The sufferings Paul experienced were not accidental. They were a consequence of his relationship to Christ. Jesus predicted this-- "Blessed are you when people insult you, persecute you and falsely say all kinds of evil against you because of me" (Matt. 5:11).
Paul affirmed this to the believers at Colosse-- "Now I rejoice in what was suffered for you, and I fill up in my flesh what is still lacking in regard to Christ's afflictions, for the sake of his body, which is the church" (1:24).
As Paul continued to preach the gospel, he suffered at the hands of men and in circumstances which were a part of his task. But Paul's sufferings for Christ were accompanied by a comfort that overflowed. That is the blessing-- the overflow.
What kind of suffering was Paul referring to? He probably had in mind either the suffering he experienced in Asia, which he referred to next-- deadly peril and persecution. But he also may have been thinking of the pain brought to him by the problems of the Corinthian church. While the church can be a great blessing, it can also cause great pain. Paul's dealing with these issues must have been painful for those in Corinth as well.
Paul's reference to his "severe letter" in chapter 7 produced in them a profound sorrow as they understood how their reprehensible behavior had grieved Paul. It had certainly distressed him to write it but he did it out of love for them, for their comfort and "salvation"-- the advance of sanctification. The Corinthians' response brought comfort to both themselves and Paul and reaffirmed Paul's hope that God indeed had His hand on their lives.
The book of Hebrews gives us a powerful insight into this type of hardship-- "Endure hardship as discipline; God is treating you as children.

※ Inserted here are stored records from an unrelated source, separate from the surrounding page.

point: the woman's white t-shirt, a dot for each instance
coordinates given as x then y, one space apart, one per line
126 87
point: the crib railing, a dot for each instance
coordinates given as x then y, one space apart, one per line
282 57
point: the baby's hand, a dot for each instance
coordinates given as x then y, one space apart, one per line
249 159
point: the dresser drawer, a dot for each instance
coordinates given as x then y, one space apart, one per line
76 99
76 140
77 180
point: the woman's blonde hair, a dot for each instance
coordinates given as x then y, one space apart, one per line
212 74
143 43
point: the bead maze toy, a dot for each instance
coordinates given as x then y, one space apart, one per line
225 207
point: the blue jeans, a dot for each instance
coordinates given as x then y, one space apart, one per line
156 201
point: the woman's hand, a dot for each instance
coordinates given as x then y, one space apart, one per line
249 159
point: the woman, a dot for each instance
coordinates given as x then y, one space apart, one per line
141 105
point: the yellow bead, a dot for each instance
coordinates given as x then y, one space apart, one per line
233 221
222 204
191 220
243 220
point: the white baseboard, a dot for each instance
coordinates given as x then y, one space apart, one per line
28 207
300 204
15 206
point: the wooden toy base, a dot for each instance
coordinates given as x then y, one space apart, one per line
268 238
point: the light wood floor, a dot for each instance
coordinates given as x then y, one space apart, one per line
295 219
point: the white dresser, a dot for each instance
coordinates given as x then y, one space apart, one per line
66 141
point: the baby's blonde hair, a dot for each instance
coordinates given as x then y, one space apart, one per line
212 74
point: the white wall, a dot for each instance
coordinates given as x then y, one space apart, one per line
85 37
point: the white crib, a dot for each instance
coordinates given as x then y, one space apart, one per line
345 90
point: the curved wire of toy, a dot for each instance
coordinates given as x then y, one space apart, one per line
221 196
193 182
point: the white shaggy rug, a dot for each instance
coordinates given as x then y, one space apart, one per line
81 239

For what child is not disciplined by his father? If you are not disciplined (and everyone undergoes discipline), then you are illegitimate children and not true sons" (12:7-8).
What was the product? The Corinthians' comfort produced in them patient endurance-- hypomone-- steadfastness in the face of unpleasant circumstances. This is of enormous value. To the Romans, Paul wrote-- "We also rejoice in our sufferings, because we know that suffering produces perseverance" (5:3). The testing of our faith develops perseverance (James 1:3).
So here is the question-- Are you going through a rough time? Perhaps not right now. But those times will come if they are not here. A time of "trouble"? Pressed by hardship? Here are some truths to hang onto--
You are not alone. These difficulties are not without purpose. This has not taken God by surprise. The comfort of the Lord overflows into our lives and into the lives of those near us. We can have firm hope knowing that we share together in such suffering and in the comfort of the Father of compassion-- the God of all comfort.
O God, teach me in every situation and circumstance to depend upon You and You alone for my comfort and peace. May Your mercy and compassion overflow into my life and into the lives of those around me. Use hardship faithfully in me. Thank You for loving me as Your child. In Jesus' Name.